Definition
The lowest altitude (MDA or DH) and visibility values published on an instrument approach chart that authorize a pilot to descend and land directly on the runway aligned with the final approach course, without performing a circling maneuver.
Plain English
The minimum altitude and visibility you need to fly an instrument approach straight to the runway and land on it, without circling around to a different runway.
Context Anchor
Seen on instrument approach charts, usually in the minimums section for a specific runway.
Derivation
"Straight-in" describes the flight path -- straight ahead onto the landing runway. "Minimums" refers to the lowest altitude and visibility legally allowed for that approach. Together they describe the limits for a direct, no-maneuvering landing.
Why Pilots Care
Tells the pilot whether conditions allow a direct landing or require a circling maneuver that uses more fuel and adds workload.
Intuition Check
“Straight-in” does not mean the whole flight path has to be perfectly straight from far away.
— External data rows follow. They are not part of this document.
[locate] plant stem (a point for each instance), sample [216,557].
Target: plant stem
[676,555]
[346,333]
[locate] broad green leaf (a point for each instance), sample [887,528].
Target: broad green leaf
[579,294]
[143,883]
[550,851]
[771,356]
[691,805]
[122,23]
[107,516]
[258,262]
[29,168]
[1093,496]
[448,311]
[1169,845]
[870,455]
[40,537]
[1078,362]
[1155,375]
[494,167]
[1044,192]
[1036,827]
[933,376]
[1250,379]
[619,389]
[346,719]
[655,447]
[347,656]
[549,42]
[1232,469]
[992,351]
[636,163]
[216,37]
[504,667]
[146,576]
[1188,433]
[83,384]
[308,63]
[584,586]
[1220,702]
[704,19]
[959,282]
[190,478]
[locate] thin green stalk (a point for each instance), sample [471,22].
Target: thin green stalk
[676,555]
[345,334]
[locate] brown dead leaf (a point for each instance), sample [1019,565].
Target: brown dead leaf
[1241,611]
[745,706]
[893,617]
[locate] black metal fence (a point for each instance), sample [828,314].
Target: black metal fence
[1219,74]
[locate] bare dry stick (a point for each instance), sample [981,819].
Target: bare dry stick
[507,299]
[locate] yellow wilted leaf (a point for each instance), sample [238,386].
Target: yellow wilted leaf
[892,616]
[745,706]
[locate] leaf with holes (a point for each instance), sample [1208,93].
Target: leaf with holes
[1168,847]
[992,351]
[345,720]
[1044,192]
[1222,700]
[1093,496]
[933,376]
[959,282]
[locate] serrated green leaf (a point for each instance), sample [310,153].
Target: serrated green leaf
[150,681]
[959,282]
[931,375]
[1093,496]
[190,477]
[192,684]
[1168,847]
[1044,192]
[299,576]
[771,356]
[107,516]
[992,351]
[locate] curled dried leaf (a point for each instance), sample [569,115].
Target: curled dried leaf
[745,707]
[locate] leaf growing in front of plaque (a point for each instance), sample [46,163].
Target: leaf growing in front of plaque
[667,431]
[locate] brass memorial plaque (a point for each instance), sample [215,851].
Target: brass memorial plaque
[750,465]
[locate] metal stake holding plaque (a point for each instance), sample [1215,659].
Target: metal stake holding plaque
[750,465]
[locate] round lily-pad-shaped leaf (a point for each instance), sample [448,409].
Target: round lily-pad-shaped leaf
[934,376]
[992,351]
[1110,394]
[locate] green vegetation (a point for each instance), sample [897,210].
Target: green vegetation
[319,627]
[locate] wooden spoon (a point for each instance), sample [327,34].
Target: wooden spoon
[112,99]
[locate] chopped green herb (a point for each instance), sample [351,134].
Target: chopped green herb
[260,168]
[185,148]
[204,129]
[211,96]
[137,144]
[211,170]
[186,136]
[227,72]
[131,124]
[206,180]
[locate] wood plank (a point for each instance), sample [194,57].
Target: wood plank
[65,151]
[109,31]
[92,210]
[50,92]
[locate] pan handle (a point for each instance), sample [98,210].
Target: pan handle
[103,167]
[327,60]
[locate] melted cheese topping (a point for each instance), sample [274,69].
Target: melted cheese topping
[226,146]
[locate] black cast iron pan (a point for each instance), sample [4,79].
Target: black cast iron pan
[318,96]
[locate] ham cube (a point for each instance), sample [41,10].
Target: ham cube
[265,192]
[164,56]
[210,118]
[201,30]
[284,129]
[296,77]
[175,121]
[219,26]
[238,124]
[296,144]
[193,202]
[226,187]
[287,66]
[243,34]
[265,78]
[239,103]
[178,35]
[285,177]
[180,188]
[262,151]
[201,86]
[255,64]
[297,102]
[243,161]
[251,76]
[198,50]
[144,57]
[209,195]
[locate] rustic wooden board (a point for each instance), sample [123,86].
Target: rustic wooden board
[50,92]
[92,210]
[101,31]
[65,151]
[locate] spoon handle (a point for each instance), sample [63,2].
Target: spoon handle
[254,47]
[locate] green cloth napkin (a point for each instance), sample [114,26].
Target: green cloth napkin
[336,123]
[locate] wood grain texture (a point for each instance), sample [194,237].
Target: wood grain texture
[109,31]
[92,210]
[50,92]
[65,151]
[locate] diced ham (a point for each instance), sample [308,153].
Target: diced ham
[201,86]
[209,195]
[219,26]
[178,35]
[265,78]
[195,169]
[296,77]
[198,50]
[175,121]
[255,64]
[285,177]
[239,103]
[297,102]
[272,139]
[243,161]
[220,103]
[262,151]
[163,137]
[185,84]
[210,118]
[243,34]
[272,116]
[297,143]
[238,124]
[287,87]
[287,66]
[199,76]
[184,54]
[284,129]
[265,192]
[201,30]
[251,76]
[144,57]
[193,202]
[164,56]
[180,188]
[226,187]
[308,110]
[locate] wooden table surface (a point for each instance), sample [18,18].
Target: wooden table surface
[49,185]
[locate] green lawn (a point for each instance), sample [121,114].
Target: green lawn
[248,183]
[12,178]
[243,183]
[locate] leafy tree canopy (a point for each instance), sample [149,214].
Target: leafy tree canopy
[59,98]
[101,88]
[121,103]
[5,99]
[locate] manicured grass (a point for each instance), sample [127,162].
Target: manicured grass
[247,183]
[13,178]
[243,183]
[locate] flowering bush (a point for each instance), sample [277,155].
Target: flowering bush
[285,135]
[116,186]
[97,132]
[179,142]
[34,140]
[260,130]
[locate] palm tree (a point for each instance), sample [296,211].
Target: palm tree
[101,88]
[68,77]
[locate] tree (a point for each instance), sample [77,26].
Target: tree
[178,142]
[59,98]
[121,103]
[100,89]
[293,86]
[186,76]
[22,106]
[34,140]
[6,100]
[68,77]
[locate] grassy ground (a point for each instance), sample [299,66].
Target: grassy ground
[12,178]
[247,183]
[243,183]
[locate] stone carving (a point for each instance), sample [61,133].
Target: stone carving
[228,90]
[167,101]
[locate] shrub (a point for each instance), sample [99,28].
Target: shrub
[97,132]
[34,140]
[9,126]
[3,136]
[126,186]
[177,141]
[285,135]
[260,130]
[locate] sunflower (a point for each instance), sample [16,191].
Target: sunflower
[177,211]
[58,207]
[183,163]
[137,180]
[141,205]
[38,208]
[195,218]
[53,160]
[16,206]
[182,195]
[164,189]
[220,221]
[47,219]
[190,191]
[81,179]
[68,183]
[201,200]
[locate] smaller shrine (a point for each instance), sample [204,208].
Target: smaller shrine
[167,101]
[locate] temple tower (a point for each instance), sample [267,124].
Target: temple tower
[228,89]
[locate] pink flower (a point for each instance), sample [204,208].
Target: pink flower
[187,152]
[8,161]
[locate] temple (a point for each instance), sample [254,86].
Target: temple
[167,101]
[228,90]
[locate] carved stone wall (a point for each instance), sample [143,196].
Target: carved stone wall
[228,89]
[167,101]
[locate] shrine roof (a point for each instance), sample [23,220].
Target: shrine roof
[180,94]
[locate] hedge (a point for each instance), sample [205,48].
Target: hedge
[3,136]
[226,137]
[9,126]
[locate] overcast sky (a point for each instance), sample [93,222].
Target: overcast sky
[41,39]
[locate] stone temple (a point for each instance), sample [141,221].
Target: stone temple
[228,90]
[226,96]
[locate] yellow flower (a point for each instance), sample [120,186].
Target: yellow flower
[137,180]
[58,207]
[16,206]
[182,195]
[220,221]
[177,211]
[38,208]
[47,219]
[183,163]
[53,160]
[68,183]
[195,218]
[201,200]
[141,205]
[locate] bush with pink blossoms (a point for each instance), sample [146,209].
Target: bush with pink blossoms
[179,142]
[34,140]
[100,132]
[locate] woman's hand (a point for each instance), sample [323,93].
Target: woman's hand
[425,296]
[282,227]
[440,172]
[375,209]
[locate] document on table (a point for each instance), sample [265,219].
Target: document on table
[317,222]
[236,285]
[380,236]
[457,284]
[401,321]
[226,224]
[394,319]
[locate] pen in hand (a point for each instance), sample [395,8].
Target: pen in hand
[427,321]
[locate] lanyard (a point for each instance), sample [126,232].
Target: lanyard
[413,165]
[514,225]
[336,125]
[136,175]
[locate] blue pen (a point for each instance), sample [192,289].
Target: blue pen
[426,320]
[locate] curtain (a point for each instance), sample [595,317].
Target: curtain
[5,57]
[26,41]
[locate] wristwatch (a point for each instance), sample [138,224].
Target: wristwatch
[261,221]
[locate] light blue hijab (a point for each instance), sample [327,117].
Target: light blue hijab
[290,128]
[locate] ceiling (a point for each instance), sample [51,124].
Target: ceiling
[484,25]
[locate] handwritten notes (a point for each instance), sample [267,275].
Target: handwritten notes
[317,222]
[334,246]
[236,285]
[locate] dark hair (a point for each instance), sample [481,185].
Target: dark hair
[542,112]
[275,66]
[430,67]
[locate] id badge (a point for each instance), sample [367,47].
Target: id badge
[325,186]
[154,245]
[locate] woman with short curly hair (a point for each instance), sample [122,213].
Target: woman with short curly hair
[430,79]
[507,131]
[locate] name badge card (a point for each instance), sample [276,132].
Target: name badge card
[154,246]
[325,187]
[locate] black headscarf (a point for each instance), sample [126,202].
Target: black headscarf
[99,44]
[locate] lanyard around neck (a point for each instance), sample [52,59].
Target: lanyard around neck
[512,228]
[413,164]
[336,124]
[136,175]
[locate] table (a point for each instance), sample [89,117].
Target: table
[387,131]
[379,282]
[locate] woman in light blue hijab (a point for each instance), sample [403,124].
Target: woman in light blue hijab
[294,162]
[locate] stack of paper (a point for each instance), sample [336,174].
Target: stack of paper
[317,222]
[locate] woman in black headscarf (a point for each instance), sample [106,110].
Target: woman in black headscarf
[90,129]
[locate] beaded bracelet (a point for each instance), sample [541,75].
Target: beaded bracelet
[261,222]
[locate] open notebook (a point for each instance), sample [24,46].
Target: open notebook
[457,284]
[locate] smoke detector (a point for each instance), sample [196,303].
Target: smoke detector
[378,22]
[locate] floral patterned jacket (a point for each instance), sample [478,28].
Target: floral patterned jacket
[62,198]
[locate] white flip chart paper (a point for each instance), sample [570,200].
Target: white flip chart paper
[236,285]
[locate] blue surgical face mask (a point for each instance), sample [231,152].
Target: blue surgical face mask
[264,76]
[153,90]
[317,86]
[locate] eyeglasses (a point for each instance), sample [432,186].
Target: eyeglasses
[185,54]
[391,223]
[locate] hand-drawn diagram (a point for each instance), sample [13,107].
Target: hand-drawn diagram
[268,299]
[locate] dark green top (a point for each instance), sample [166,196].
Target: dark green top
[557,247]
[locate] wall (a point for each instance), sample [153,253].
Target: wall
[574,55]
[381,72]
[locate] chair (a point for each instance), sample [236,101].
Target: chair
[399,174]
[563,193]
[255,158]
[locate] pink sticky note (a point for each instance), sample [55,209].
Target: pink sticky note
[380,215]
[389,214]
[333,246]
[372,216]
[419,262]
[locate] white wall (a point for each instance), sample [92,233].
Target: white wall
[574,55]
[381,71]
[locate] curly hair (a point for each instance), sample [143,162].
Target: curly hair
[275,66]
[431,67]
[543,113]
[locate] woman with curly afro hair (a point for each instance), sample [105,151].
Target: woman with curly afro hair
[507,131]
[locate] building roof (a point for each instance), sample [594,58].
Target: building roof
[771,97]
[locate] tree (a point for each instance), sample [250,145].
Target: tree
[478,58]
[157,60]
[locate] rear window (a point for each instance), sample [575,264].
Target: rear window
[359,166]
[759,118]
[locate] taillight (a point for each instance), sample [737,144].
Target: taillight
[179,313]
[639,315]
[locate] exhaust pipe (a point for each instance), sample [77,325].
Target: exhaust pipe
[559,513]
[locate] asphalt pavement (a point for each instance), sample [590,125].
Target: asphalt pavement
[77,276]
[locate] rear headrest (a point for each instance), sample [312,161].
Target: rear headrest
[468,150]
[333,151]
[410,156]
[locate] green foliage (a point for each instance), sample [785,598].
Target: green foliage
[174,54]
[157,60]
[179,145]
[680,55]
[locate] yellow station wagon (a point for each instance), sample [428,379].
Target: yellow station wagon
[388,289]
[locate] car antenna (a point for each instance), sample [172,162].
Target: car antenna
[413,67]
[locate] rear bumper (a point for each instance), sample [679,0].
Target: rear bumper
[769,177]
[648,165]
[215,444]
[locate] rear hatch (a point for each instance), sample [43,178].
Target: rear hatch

It means the approach is authorized to end in a landing on the runway named on the chart, instead of circling to land on another runway. “Minimums” does not mean recommended comfort limits; it means the lowest legal limits for that approach.
Example Sentence 1
The straight-in minimums for the ILS Runway 27 approach were a decision height of 200 feet and visibility of half a mile.
Example Sentence 2
Because the reported visibility was below straight-in minimums, the crew circled to land on the opposite runway.